Over the first three weeks of January, several Harvard School of Public Health graduate students took part in the Field Experience in Maternal Health winter session, organized by the Women and Health Initiative and the Maternal Health Task Force. In this blog post, Hannah Ratcliffe writes about her field experience with the Population Council in Bangladesh.

This January, I had the pleasure of interning in Bangladesh at the Population Council Dhaka office.  I spent my three weeks there focusing on the improvement and automation of a quality assurance checklist for use in the Population Council’s Pay-for-Performance (P4P) project.  The P4P project was designed to improve the quantity and quality of maternal and child health care services delivered in three districts of Bangladesh by offering financial incentives to reward service providers for meeting targeted levels of facility performance.
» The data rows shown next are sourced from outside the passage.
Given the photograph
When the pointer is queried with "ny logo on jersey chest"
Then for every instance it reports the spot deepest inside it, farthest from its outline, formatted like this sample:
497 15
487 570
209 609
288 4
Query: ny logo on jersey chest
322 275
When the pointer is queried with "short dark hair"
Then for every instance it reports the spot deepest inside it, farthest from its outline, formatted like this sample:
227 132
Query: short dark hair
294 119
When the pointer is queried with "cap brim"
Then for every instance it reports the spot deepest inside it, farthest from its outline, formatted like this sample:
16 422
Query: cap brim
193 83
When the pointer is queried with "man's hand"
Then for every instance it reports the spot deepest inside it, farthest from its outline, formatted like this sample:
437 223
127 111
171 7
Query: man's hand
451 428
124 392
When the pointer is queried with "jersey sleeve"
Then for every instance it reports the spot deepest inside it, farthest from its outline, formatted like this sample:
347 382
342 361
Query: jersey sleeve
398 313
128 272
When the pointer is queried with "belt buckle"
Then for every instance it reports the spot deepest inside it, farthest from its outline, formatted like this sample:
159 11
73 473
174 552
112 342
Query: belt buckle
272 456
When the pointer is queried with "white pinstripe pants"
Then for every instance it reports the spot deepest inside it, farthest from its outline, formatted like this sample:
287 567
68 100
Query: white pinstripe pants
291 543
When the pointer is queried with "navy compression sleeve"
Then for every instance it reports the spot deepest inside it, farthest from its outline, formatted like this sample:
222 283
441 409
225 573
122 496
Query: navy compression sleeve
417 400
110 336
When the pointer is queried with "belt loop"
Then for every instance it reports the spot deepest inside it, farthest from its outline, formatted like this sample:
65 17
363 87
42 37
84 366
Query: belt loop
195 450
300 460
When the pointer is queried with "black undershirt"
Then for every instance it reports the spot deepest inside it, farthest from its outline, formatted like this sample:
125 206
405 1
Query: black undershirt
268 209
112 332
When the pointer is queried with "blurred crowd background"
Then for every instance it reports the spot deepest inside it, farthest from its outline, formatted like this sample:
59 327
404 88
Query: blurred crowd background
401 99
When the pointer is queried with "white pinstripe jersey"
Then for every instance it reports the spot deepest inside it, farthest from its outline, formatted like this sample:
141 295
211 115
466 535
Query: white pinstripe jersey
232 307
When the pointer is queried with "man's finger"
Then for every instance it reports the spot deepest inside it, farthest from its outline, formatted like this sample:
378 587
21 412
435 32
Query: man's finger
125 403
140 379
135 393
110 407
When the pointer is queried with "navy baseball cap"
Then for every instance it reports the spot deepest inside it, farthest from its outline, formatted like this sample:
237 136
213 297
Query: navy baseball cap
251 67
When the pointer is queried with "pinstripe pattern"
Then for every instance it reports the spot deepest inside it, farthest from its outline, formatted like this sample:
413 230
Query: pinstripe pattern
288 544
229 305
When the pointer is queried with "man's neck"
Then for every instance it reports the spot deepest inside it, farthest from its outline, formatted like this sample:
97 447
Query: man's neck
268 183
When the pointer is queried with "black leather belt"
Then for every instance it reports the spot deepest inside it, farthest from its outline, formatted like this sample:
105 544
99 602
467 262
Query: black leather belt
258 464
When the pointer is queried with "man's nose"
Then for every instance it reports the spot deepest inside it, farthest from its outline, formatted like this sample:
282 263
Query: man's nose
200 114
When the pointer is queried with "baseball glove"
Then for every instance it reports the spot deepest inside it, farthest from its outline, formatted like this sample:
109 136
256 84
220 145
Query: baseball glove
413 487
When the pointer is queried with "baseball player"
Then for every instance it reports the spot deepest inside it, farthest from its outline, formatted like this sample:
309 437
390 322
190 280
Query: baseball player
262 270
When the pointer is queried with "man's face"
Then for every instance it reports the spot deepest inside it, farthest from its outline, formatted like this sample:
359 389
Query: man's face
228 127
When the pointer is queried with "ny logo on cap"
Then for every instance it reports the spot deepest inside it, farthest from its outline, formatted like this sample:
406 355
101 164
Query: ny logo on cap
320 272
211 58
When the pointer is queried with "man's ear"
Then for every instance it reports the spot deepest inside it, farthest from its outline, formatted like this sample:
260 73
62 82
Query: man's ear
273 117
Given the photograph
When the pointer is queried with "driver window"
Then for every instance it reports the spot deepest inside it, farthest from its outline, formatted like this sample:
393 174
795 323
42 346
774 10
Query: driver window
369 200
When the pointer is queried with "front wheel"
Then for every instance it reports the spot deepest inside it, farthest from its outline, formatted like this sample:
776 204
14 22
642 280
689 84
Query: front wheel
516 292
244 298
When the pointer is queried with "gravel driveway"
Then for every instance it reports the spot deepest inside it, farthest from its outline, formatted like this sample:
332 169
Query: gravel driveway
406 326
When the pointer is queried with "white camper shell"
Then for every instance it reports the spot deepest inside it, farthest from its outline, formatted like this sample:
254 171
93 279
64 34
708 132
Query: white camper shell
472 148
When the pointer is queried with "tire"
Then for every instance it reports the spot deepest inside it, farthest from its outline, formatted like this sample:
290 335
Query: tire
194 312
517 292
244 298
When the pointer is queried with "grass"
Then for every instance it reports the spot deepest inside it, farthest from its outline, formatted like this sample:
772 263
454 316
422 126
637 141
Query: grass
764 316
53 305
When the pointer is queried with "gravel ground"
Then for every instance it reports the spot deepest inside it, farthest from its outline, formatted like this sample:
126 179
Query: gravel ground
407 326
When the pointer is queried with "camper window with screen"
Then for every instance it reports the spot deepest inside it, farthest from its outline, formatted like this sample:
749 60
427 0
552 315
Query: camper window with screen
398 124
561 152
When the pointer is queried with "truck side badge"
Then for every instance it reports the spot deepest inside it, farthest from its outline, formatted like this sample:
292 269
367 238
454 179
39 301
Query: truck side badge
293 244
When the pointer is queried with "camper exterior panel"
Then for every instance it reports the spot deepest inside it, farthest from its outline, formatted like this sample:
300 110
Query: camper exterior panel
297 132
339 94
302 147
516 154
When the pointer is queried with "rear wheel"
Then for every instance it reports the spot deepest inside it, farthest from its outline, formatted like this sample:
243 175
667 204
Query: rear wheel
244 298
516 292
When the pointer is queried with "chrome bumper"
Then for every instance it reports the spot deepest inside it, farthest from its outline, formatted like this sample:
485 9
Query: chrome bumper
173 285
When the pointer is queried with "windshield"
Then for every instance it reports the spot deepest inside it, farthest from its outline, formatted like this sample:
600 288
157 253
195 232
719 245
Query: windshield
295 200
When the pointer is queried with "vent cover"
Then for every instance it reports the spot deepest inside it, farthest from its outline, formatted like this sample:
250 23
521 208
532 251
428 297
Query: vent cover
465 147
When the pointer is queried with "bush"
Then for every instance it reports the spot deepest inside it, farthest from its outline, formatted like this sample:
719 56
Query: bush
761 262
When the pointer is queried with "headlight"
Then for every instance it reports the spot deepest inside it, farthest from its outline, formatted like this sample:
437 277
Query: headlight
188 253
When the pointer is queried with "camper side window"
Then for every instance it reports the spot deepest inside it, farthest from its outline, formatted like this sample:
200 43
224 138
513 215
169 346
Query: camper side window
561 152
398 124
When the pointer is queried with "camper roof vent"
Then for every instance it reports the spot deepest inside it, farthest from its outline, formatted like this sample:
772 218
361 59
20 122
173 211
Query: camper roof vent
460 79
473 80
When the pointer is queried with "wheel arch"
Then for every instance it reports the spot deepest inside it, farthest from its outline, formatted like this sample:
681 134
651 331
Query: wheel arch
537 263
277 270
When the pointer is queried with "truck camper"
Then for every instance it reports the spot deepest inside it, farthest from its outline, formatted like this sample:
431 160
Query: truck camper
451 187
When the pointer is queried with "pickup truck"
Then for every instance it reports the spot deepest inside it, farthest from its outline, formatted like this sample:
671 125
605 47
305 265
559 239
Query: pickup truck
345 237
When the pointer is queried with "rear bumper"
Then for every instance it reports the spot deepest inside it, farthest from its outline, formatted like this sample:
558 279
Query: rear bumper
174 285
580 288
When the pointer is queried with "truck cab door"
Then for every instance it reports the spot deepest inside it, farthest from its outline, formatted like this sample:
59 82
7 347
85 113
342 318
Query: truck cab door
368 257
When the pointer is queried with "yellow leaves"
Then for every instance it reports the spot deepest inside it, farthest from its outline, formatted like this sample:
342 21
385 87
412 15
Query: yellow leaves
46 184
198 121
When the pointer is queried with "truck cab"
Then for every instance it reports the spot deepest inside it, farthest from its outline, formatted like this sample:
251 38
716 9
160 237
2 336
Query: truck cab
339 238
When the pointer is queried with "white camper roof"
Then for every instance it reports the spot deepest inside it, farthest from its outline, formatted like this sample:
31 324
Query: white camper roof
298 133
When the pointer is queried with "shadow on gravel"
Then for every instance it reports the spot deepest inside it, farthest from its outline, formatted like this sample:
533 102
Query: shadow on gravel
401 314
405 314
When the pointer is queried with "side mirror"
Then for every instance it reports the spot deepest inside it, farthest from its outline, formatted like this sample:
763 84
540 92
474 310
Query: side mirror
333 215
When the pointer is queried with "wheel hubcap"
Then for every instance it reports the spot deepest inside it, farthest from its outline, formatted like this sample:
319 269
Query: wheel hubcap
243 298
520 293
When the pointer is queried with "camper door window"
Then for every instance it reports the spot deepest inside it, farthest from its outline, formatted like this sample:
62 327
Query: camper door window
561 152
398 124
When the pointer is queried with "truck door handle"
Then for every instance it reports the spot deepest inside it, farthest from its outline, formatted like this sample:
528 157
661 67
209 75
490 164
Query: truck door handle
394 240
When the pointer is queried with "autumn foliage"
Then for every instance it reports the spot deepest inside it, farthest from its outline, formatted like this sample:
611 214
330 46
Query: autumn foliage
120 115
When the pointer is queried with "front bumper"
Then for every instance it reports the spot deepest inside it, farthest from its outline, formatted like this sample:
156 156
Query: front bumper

This project is one of the few being undertaken in Bangladesh that directly aims to improve quality of care.  Quality is assessed quarterly by Quality Assurance Groups (QAGs) made up of technical experts from nearby medical colleges, hospitals, and professional bodies.  In their quarterly assessments, QAGs use a Qualitative Measurement Tool to document and measure the quality of care being provided at a facility. The content of this tool was developed over the course of five consensus-building workshops organized by the Directorate General of Health Services in 2010 and attended by national and local-level program managers and service providers.

When I arrived in Dhaka, the Qualitative Measurement Tool was in an intermediate stage of development.  I worked to edit the 500+ indicators included in the tool to make them clearer and to ensure that the point values corresponding to each indicator were accurate and self-explanatory.  Working with the P4P team and a software developer, I also helped to design the layout and functionality of an electronic version of the tool.  Our goal was to create an intuitive instrument that is structured to correspond with the progression of a QAG facility assessment and which allows for rapid, onsite calculation of results.  The refinement of the Qualitative Measurement Tool is still underway, and I am looking forward to continuing to assist in its development from Boston!